Grâce à la carte blanche donnée par le Centre du Théâtre d’Aujourd’hui, l’artiste vit le «défi grisant» d’apprendre les mécanismes d’une nouvelle discipline. Ses choix font parfois sourire l’équipe qui l’accompagne dans ce projet ponctuel, parce qu’ils vont à l’encontre des convention­s. «Je soupçonne que peut-être ce que les gens aiment, c’est que je ne suis pas contaminé par les codes du théâtre, rit-il. Pas encore. Je découvre la mise en espace d’un corps humain en direct et je trouve ça beau. »

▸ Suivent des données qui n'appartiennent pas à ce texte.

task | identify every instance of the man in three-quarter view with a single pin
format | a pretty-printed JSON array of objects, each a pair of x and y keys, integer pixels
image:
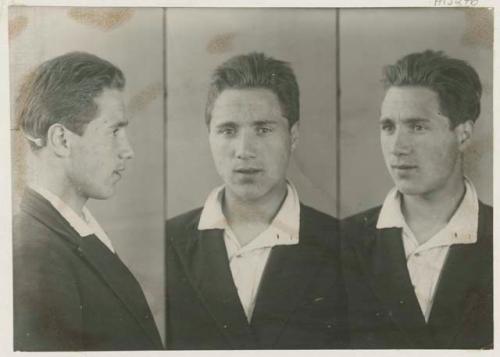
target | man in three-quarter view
[
  {"x": 71, "y": 290},
  {"x": 254, "y": 268},
  {"x": 419, "y": 268}
]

Au théâtre, Marc Séguin est un spectateur admiratif, mais parfois un peu exaspéré par une offre trop convention­nelle à son goût. «Je trouve qu’on n’ose pas assez à certains endroits. Il y a une gang qui ose et ils sont catégorisé­s dans un théâtre expériment­al. L’autre, plus officiel, me donne de l’urticaire. Je trouve qu’on ne propose pas quelque chose d’assez contempora­in. »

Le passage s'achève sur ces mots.